How should I go about getting my early aristocrat seat re leathered. It just needs new leather. if this is an aristocrat seat? lol


----------



## redline1968 (Nov 16, 2011)

there are a few people on this site that do a very nice job just post it on the wanted section..  mark


----------



## RMS37 (Nov 16, 2011)

If you are referring to the saddle with the metal pan mounted on the bike in other photos it is extremely unlikely that saddle is original to your bike. Your bike is likely from the mid teens to mid twenties and that saddle is from the early/mid thirties. The original saddle would have long springs and a wire carriage but the top would have a wood base with a padded top stitched over real or artificial horsehair. I have a bike virtually identical to yours and I will try to get a photo of it for you when I have a chance.


----------



## James nash (Nov 16, 2011)

Alright!  Would like to see it. Thanks!


----------



## James nash (Nov 16, 2011)

Are you saying my seat isn't a aristocrat seat?


----------



## Larmo63 (Nov 16, 2011)

*Aristocratic?*

I have an Aristocrat seat/saddle for my Mead. I'll post pictures of it if you want. Mine is going to Florida to The Saddleshop for a full makeover. This is not a cheap endeavor here, either. Chuck and Jo have the know-how and the correct stamping. I have asked around, and I don't know of anyone else who has the stamp. There seems to be no short cut. I actually lucked out when I bought my Racycle, and it happened to have the correct (and non-correct for a 1900's Racycle,) saddle for my '27 Mead Ranger. Go figure?

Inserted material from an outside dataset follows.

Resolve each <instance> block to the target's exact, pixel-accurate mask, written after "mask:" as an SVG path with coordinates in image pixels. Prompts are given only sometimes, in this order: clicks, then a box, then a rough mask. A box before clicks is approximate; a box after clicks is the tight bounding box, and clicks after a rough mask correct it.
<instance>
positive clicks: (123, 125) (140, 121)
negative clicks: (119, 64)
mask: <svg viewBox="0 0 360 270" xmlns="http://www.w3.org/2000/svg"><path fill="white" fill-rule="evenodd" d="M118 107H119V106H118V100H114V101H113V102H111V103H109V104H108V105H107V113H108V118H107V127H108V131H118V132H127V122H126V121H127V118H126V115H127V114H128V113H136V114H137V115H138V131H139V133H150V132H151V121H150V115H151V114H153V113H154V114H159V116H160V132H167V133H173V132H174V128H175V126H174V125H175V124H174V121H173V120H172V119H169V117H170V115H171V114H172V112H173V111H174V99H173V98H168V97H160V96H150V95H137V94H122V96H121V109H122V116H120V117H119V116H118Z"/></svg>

Go to Dave's Nostalgic Bicycles; type "Mead" in the search box, and study the multiple Mead-only Aristocrat saddles there. (Were they made in England?) 

They are a bit smaller than the contemporary saddles of their day. They seem also to be rare and really hard to find in my experience. 

Go try to find one. Good luck!


----------



## James nash (Nov 16, 2011)

So larmo is my seat worth restoring or should I just buy a new one? If it is worth it how much would it cost to have it done in Florida the right way? Do you know by looking at it that it is a aristocrat or not?


----------



## Larmo63 (Nov 18, 2011)

*Forgot to answer the question....duh....*

I said a lot, but I didn't answer your question. No, you do not have an Aristocrat seat. They are shorter and don't have a front spring like yours. Go to Nostalgic.com and look at them. There are a few really killer ones there! That is what I did to kind of get an idea what I was even looking for. I got lucky I think to find one. I've never seen one for sale. Your seat/saddle can be restored, but the Meads, as far as I know the Ranger line, had the aforementioned Aristocrat.


----------



## cyclebuster (Nov 18, 2011)

i have the same seat. mines rough but the pan and some parts are good.


----------



## Larmo63 (Nov 18, 2011)

http://www.nostalgic.net/pictures/bicycle550/2359.htm


----------



## James nash (Nov 18, 2011)

well i did some research and i ordered the online catalog cd that tells the history of all meads from 1900 to 1923. Its realy awesome.Tells you everything theres is to know about these bikes. I believe i have a troxel suspension saddle.I ended up taking my crank out and it was dated 1918. the 1918 mead catalog I have showed all the seats that were optional to order for your bike at the time and the troxel matches the description perfectly. aristocrat seats were 5 ply veneered wood witch is clearly not what i have, but the toxels were cold steel light weight cantle, like what i got. It's kinda cool to think back then they could order a bike exactly how they wanted it with whatever type of saddle they wanted, lights,color ect. well i  want to get it restored regardless of cost. So does anyone have a name,place, number, website they recommend to have this done?


----------



## Larmo63 (Nov 19, 2011)

Bobcycles here on the CABE. He is located in Los Angeles. Bob Usasi. 

Really good guy.


----------



## James nash (Nov 19, 2011)

Thanks larmo63! I will try and contact bobcycles and see what happens.


----------